一言でこの場所を表すならば怜宮諒子にとって、斯くの如くであった。
普段自分の張った結界が行き届き、静寂に包まれた快適な空間に暮らしている彼女にとって、色々な魔法が無秩序に錯綜しているホグワーツは居心地が悪かったのである。
しかも、西洋魔術的なものに囲まれた中で、漆黒の着物。
更にいえば、13歳ながらに教師席。
所謂“浮いている”という状況であった。
現在、諒子がいるのはイギリス。
もっと詳細にすればホグワーツ魔法魔術学校の大広間。
時は新入生を迎える日、これから入学式が始まるという頃である。
不本意ながらも今年度から東洋魔術の教鞭を執るのであるからして、諒子は新任教師なのだ。

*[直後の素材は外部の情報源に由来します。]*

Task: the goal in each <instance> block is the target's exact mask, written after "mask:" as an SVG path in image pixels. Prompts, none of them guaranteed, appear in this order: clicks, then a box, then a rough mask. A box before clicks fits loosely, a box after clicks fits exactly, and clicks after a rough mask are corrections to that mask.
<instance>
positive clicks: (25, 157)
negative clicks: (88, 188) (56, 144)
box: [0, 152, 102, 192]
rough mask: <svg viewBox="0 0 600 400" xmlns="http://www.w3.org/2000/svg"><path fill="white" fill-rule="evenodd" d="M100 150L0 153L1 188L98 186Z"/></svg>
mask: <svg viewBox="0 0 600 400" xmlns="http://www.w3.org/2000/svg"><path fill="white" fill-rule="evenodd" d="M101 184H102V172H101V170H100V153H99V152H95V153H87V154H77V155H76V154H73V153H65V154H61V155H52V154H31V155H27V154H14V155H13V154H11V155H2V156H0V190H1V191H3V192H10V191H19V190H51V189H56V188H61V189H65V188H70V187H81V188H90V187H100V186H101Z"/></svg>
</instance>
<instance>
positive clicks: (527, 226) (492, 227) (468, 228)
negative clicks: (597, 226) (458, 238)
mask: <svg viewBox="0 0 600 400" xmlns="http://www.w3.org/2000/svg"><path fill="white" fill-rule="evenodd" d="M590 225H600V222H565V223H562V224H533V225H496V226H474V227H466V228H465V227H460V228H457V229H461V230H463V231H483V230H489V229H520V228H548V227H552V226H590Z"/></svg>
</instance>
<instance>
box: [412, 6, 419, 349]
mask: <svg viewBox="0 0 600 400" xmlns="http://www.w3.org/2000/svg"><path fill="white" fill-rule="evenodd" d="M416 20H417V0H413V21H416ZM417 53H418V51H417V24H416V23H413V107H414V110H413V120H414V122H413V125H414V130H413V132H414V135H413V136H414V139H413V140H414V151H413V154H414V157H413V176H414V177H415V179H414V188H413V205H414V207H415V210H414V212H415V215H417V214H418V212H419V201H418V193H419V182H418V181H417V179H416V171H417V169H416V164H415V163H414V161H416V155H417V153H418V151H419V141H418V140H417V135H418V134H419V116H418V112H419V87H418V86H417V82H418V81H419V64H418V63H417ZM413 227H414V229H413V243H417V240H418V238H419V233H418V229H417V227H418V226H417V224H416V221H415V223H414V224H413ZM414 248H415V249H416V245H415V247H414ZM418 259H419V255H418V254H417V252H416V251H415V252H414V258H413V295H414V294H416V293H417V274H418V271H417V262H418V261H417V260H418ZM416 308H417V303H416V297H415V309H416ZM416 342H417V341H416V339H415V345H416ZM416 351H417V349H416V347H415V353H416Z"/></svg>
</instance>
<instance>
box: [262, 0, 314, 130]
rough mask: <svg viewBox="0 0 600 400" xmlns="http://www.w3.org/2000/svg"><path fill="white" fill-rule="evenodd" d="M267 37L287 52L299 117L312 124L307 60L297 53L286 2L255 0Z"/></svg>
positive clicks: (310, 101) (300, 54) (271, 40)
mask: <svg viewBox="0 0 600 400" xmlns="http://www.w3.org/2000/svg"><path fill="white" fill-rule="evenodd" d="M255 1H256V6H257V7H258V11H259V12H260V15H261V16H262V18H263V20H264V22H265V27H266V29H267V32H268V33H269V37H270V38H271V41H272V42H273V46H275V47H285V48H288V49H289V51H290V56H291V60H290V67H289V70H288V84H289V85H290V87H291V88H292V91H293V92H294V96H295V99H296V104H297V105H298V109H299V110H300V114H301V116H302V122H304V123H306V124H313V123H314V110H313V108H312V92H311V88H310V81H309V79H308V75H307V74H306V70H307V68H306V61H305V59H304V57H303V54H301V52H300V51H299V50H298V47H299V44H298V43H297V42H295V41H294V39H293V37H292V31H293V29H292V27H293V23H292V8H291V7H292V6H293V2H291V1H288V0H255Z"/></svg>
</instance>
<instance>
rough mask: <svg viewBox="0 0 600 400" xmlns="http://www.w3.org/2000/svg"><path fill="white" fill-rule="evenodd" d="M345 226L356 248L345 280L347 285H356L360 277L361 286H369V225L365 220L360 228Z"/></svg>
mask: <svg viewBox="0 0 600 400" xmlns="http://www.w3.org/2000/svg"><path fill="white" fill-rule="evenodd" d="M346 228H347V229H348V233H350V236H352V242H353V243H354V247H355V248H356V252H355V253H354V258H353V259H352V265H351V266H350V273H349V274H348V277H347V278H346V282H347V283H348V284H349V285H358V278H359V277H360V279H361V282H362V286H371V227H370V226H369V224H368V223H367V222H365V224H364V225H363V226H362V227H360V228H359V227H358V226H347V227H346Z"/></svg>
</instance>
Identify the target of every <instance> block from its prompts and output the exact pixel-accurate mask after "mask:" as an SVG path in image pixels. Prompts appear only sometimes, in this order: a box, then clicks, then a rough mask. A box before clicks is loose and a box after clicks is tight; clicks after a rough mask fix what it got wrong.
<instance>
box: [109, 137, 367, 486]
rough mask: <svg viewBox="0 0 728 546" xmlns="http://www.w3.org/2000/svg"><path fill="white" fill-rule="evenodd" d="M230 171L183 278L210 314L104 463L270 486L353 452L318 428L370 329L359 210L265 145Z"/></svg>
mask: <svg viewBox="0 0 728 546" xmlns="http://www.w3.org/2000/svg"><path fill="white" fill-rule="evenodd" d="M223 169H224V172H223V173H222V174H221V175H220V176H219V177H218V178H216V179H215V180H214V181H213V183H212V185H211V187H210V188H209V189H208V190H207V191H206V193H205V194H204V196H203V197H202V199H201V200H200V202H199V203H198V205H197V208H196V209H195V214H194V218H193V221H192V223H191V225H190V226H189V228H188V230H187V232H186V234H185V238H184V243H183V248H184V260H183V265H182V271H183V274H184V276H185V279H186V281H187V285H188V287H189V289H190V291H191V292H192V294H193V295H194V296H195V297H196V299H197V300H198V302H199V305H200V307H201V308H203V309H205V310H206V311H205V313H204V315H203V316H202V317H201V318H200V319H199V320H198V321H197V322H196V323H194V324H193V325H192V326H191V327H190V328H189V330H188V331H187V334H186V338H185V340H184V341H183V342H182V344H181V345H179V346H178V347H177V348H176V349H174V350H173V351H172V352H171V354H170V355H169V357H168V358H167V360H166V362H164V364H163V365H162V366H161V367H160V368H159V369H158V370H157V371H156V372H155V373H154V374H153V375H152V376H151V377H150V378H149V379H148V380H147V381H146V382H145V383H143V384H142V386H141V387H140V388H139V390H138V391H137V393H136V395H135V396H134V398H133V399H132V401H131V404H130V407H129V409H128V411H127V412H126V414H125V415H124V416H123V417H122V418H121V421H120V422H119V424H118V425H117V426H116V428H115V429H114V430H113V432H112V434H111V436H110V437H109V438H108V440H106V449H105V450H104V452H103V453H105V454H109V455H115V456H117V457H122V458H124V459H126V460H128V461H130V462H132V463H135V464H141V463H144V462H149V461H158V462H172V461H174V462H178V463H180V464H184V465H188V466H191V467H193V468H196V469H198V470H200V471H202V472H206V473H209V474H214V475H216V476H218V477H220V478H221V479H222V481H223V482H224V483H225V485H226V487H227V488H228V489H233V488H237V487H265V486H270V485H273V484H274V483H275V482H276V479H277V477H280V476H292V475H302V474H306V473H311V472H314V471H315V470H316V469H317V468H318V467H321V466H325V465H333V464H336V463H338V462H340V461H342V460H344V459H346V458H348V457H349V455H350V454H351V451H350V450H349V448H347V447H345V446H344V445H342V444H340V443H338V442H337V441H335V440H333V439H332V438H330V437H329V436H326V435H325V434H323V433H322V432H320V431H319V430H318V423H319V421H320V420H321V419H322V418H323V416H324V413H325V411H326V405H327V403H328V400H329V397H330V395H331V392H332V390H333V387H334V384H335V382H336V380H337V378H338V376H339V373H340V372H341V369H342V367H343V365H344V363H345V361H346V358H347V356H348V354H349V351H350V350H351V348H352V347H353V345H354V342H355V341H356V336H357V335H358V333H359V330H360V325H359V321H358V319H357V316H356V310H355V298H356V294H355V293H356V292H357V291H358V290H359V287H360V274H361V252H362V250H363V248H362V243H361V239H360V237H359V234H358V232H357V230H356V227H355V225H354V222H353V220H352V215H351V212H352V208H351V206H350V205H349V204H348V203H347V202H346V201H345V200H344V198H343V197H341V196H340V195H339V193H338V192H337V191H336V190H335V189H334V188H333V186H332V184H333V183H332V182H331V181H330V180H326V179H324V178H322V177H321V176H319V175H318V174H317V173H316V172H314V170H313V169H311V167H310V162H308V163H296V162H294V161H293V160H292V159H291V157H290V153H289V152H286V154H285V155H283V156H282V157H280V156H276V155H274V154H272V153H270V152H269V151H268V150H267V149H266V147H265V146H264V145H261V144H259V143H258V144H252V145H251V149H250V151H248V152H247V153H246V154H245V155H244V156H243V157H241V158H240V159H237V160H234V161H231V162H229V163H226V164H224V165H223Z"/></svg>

そして、現在進行形で彼女を不愉快にしているのが、隣からの警戒心剥き出しな視線であった。
場違いなのは、彼女自身が自覚している。
しかしながら、教師としてここにいる以上、斯程までに警戒される筋合いなどないのである。
書物を片手に気を紛らわせているとはいえ、気に障るのは当然のことだった。
いい加減、その人間の意識でも操作して――もちろん、諒子ほどの実力があれば気づかれないうちにそれが可能である――自分を現在の意識対象から外してやろうか、と思った頃、入学式が始まった。